The start of the game is a bit of a shock. There’s no tutorial and you are thrown into a rookie race that you have to complete in order to earn your racing license. The starter car for this race seems extremely sensitive at first and even a slight tap of the left or right keys on your keyboard can send you screeching into the barriers at the side of the track. A gamepad might provide smoother controls, if you’ve got one available.
It doesn’t take long to get the hang of the controls, and Grid also includes a “flashback” option that lets you to rewind the action to just before a bad crash. You can try again without having to replay the entire race from the beginning.
Once you get your license you can accept offers to race with existing teams, a quick way to earn some cash and get a better car. But in order to succeed in Grid you also need to earn reputation points, and that means saving a decent wodge of cash in order to start your own team. You can then take part in a wider range of races, including drift racing where you deliberately over-steer in order to perform a high-speed skid-turn, and touge races that take place on public roads winding through the mountains of Japan.
For many people the real fun will be the Demolition Derby, where pretty much anything goes as long as you manage to cross the finishing line.
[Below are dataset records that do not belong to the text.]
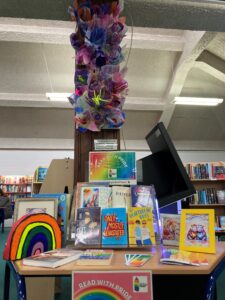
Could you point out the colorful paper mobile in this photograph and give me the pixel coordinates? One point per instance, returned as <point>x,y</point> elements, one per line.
<point>100,87</point>
<point>32,234</point>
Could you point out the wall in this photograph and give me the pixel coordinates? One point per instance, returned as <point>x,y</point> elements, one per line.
<point>24,162</point>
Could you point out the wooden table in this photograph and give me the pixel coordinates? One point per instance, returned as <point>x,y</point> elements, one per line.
<point>169,281</point>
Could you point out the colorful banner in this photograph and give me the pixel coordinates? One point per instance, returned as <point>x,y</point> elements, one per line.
<point>117,167</point>
<point>112,285</point>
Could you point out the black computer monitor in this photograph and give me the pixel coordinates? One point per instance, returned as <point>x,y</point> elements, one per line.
<point>164,169</point>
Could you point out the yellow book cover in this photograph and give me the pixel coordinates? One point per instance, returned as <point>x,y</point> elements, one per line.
<point>140,226</point>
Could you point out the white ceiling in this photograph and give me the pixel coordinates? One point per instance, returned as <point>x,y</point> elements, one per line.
<point>36,57</point>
The 3D graphics in Grid could be a little more detailed, but the sparks and chunks of metal that go flying in the Demolition games are realistic enough to create an enjoyable sense of mayhem.
The multiplayer mode has an option for playing with friends on your home network. However, you have to use the rather obscure GameRanger service to find opponents on the Internet, so you may struggle to find a good race online. And, like many of Feral’s games, Grid is rather particular about its system requirements, so you should check the Feral website first to make sure that your Mac can run the game properly.
Grid is very much a racing game rather than a technically accurate driving simulator. If you just want to put your foot to the floor and go all out for some high-speed racing action, then Grid is the game for you.